Migrating MongoDB to AWS
You may already have your database cluster in-house or in another data center. To take advantage of AWS Cloud, you may consider migrating your MongoDB database to AWS. The following section will detail the approaches to MongoDB migration on AWS.
MongoDB Migration with AWS Database Migration Service (AWS DMS)
You can use AWS Database Migration Service (AWS DMS) to migrate data from on-premises, on an Amazon Relational Database Service (RDS), or Amazon Elastic Compute Cloud (EC2) to Amazon DocumentDB with virtually no downtime.
Command-line Utilities: Mongodump and Mongorestore
Mongodump and Mongostore allow you to dump and restore data from MongoDB databases in a binary format while migrating data to Amazon DocumentDB. This tends to yield a smaller data size than logical exports and incurs downtime for your cluster.
A Third Option?: MongoDB Deployment in AWS with Cloud Volumes ONTAP
There is a way to combine the benefits of managed and self-managed options to get the best of both worlds. The way to do that is with Cloud Volumes ONTAP.

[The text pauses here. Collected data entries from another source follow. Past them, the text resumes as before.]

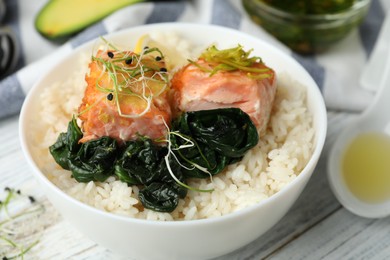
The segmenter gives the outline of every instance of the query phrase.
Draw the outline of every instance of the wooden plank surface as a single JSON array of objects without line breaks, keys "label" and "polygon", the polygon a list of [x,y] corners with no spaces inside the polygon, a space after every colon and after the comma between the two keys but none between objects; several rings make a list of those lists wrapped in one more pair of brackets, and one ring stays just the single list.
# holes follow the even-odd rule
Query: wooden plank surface
[{"label": "wooden plank surface", "polygon": [[[286,216],[247,246],[218,258],[241,259],[387,259],[390,219],[364,219],[349,213],[335,199],[326,178],[329,148],[348,114],[329,113],[324,152],[302,195]],[[45,206],[39,243],[25,259],[122,260],[96,245],[58,215],[30,174],[18,139],[18,117],[0,121],[0,191],[5,187],[33,195]],[[4,194],[0,193],[0,195]]]}]

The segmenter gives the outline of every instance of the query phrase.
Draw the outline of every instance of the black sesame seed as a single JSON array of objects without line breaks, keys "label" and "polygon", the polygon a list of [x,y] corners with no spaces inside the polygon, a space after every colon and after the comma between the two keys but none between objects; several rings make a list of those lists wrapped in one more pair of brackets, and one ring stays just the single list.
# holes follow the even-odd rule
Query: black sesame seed
[{"label": "black sesame seed", "polygon": [[20,194],[21,192],[20,192],[20,190],[17,190],[16,193],[17,193],[17,194]]},{"label": "black sesame seed", "polygon": [[108,99],[109,101],[111,101],[113,98],[114,98],[114,95],[113,95],[112,93],[109,93],[109,94],[107,95],[107,99]]},{"label": "black sesame seed", "polygon": [[156,57],[156,61],[160,61],[162,58],[160,56]]},{"label": "black sesame seed", "polygon": [[35,198],[33,196],[28,196],[28,199],[30,200],[31,203],[35,202]]},{"label": "black sesame seed", "polygon": [[10,187],[5,187],[4,190],[5,191],[11,191]]},{"label": "black sesame seed", "polygon": [[126,62],[127,65],[129,65],[129,64],[131,64],[133,62],[133,59],[132,58],[127,59],[125,62]]},{"label": "black sesame seed", "polygon": [[147,50],[147,49],[149,49],[149,46],[145,46],[145,47],[144,47],[144,50]]},{"label": "black sesame seed", "polygon": [[8,260],[8,257],[6,256],[3,256],[3,259],[2,260]]},{"label": "black sesame seed", "polygon": [[167,72],[167,69],[166,68],[161,68],[160,71],[161,72]]},{"label": "black sesame seed", "polygon": [[108,55],[108,57],[110,57],[111,59],[114,58],[114,53],[112,53],[111,51],[107,52],[107,55]]}]

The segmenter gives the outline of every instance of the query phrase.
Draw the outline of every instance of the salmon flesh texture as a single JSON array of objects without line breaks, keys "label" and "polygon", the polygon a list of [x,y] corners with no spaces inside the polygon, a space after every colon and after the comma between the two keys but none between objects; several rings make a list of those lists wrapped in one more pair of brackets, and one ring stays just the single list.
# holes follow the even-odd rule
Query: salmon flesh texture
[{"label": "salmon flesh texture", "polygon": [[[144,71],[143,75],[131,76],[129,72],[116,70],[115,75],[110,75],[103,62],[110,62],[118,56],[122,57],[122,60],[115,65],[120,68],[136,69],[135,66],[140,64],[149,64],[149,67],[156,67],[155,71]],[[96,57],[98,59],[89,64],[90,73],[85,77],[87,88],[78,110],[84,132],[81,142],[102,136],[110,136],[119,142],[135,140],[140,135],[151,139],[165,137],[165,123],[169,125],[171,121],[171,108],[167,89],[164,89],[167,82],[163,80],[161,73],[159,74],[164,62],[156,62],[154,57],[143,57],[141,63],[137,63],[137,55],[132,52],[99,51]],[[133,60],[128,64],[130,58]],[[116,85],[113,75],[117,81]],[[118,86],[121,89],[118,89]],[[145,97],[152,97],[146,113]]]},{"label": "salmon flesh texture", "polygon": [[180,69],[172,78],[172,98],[175,113],[217,108],[236,107],[247,113],[262,135],[271,115],[276,93],[275,72],[264,63],[252,66],[265,69],[264,77],[248,76],[241,70],[210,73],[200,69],[211,65],[203,59],[198,66],[190,63]]}]

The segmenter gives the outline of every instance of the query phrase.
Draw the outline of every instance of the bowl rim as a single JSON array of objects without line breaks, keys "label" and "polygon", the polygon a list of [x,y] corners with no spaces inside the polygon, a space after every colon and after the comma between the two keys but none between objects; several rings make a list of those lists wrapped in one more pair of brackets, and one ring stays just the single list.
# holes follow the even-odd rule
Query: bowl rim
[{"label": "bowl rim", "polygon": [[372,0],[357,0],[356,2],[354,2],[351,8],[333,14],[294,14],[279,8],[275,8],[260,0],[252,1],[252,4],[255,5],[257,8],[263,9],[264,11],[268,12],[271,15],[275,15],[276,17],[280,17],[282,19],[286,19],[289,21],[302,20],[302,22],[303,21],[306,22],[307,20],[313,20],[313,21],[320,22],[325,20],[337,21],[340,19],[348,19],[350,17],[353,17],[354,15],[358,14],[361,10],[363,10],[365,7],[368,7],[371,4],[371,1]]},{"label": "bowl rim", "polygon": [[[146,24],[146,25],[140,25],[140,26],[136,26],[136,27],[127,28],[127,29],[120,30],[120,31],[117,31],[114,33],[108,33],[108,34],[103,35],[103,37],[105,37],[105,36],[106,37],[115,37],[115,36],[118,36],[120,34],[131,33],[131,31],[133,31],[133,30],[142,30],[142,29],[151,30],[151,29],[167,29],[167,28],[168,29],[178,29],[178,28],[184,29],[185,28],[186,30],[189,30],[190,27],[198,29],[198,30],[218,30],[218,31],[221,31],[224,33],[234,34],[237,37],[239,36],[239,37],[247,38],[251,41],[261,42],[262,45],[266,45],[267,48],[272,49],[272,51],[282,55],[283,58],[289,60],[292,63],[295,63],[299,67],[300,70],[302,70],[305,74],[307,74],[308,79],[311,81],[310,85],[312,86],[312,87],[307,88],[307,89],[311,89],[312,98],[315,99],[315,103],[317,104],[316,109],[318,109],[318,114],[322,117],[322,120],[319,120],[318,129],[320,129],[320,131],[316,132],[317,134],[316,134],[316,138],[315,138],[315,142],[314,142],[315,146],[314,146],[314,150],[312,152],[312,155],[311,155],[309,161],[307,162],[306,166],[304,167],[304,169],[301,171],[301,173],[294,180],[292,180],[290,183],[288,183],[286,186],[284,186],[283,189],[281,189],[277,193],[273,194],[272,196],[254,204],[254,205],[237,210],[235,212],[230,212],[230,213],[225,214],[223,216],[207,218],[207,219],[195,219],[195,220],[168,220],[168,221],[157,220],[156,221],[156,220],[139,219],[139,218],[129,217],[129,216],[122,216],[122,215],[119,215],[116,213],[106,212],[106,211],[100,210],[98,208],[95,208],[91,205],[88,205],[86,203],[83,203],[83,202],[73,198],[72,196],[70,196],[67,193],[65,193],[64,191],[62,191],[59,187],[57,187],[54,183],[52,183],[45,176],[45,174],[40,170],[40,168],[38,167],[37,163],[34,161],[32,155],[31,155],[30,149],[28,148],[28,144],[27,144],[27,135],[26,135],[27,131],[25,131],[25,129],[27,129],[27,125],[28,125],[27,124],[27,119],[28,119],[27,113],[29,110],[29,106],[33,103],[34,90],[37,89],[42,84],[41,82],[44,81],[45,77],[47,77],[50,74],[50,72],[58,69],[58,67],[60,67],[61,63],[64,62],[68,58],[69,55],[71,55],[74,52],[77,52],[80,49],[85,48],[88,45],[92,45],[93,42],[96,41],[95,38],[93,40],[90,40],[90,41],[78,46],[77,48],[72,50],[71,54],[65,55],[65,57],[62,57],[61,59],[59,59],[57,61],[56,65],[51,66],[51,68],[41,76],[41,78],[33,85],[33,87],[27,93],[27,96],[23,102],[23,106],[22,106],[22,109],[20,112],[20,117],[19,117],[19,140],[20,140],[20,144],[21,144],[21,148],[22,148],[22,152],[24,154],[24,157],[27,160],[30,167],[33,169],[32,174],[36,178],[38,178],[41,182],[45,183],[51,191],[57,193],[63,199],[70,201],[72,204],[75,204],[78,207],[83,208],[84,210],[92,211],[94,214],[98,214],[101,217],[113,218],[113,219],[118,220],[118,221],[133,222],[133,223],[138,223],[138,224],[143,224],[143,225],[151,225],[151,226],[163,225],[163,226],[168,226],[168,227],[170,227],[170,226],[199,225],[199,224],[208,225],[208,224],[212,224],[215,222],[239,218],[242,215],[246,215],[246,214],[249,214],[249,213],[255,211],[255,209],[258,207],[263,207],[264,205],[270,204],[274,200],[277,200],[279,197],[283,196],[290,189],[292,189],[292,187],[295,186],[296,183],[304,181],[305,175],[309,174],[311,176],[312,173],[310,172],[310,169],[313,169],[312,172],[315,170],[315,165],[317,164],[317,161],[319,160],[319,157],[321,155],[321,152],[323,150],[324,143],[325,143],[326,132],[327,132],[326,107],[325,107],[324,99],[323,99],[323,96],[321,94],[320,88],[317,86],[317,84],[315,83],[315,81],[313,80],[311,75],[307,72],[307,70],[304,69],[302,67],[302,65],[300,65],[298,63],[298,61],[296,61],[292,56],[285,54],[283,51],[279,50],[278,48],[274,47],[273,45],[267,43],[266,41],[264,41],[260,38],[257,38],[255,36],[249,35],[247,33],[241,32],[241,31],[238,31],[236,29],[227,28],[227,27],[223,27],[223,26],[219,26],[219,25],[182,23],[182,22]],[[314,121],[313,121],[313,123],[314,123]],[[310,178],[310,176],[309,176],[309,178]],[[47,196],[46,191],[45,191],[45,195]],[[56,208],[56,205],[54,205],[54,207]]]}]

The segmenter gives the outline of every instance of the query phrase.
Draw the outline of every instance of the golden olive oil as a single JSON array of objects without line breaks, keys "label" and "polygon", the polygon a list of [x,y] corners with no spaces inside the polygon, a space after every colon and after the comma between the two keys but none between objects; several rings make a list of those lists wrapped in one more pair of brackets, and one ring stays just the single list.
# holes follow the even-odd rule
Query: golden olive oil
[{"label": "golden olive oil", "polygon": [[358,135],[345,150],[342,174],[350,191],[361,201],[380,203],[390,198],[390,136]]}]

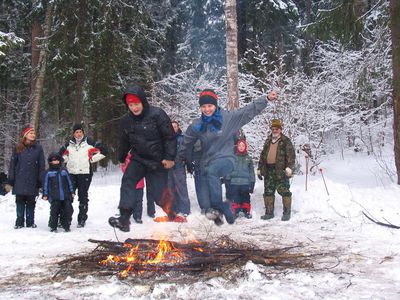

Cloud Volumes ONTAP is an enterprise-class data management platform for AWS as well as Azure and Google Cloud.
Cloud Volumes ONTAP enables its users to scale their applications quickly without compromising performance. Using it as a data management layer on top of your EC2-based MongoDB, lets you avoid losing full control and risking getting locked to a vendor that comes with a managed service.
Cloud Volumes ONTAP gives you the ability to run MongoDB:
- Without configuration, instance type, or scalability limits
- Without getting locked in AWS
- Only paying for the resources that your database uses
- Across multiple clouds and hybrid storage environments
At the same time, you’re getting more features than either the managed services or the infrastructure-as-a-service (IaaS) model can provide:
- RPO=0, RTO < 60-second, cross-region high availability
- Data protection with NetApp Snapshot™ copies
- Seamless DR and data replication capabilities with SnapMirror®
- Instant, zero-capacity, writable data volume cloning with FlexClone®
- Cost-cutting storage efficiencies like deduplication and data tiering
MongoDB can be run as a service, or you can run it the way you want to. With Cloud Volumes ONTAP, you can get a solution to provide the best of both, and much more.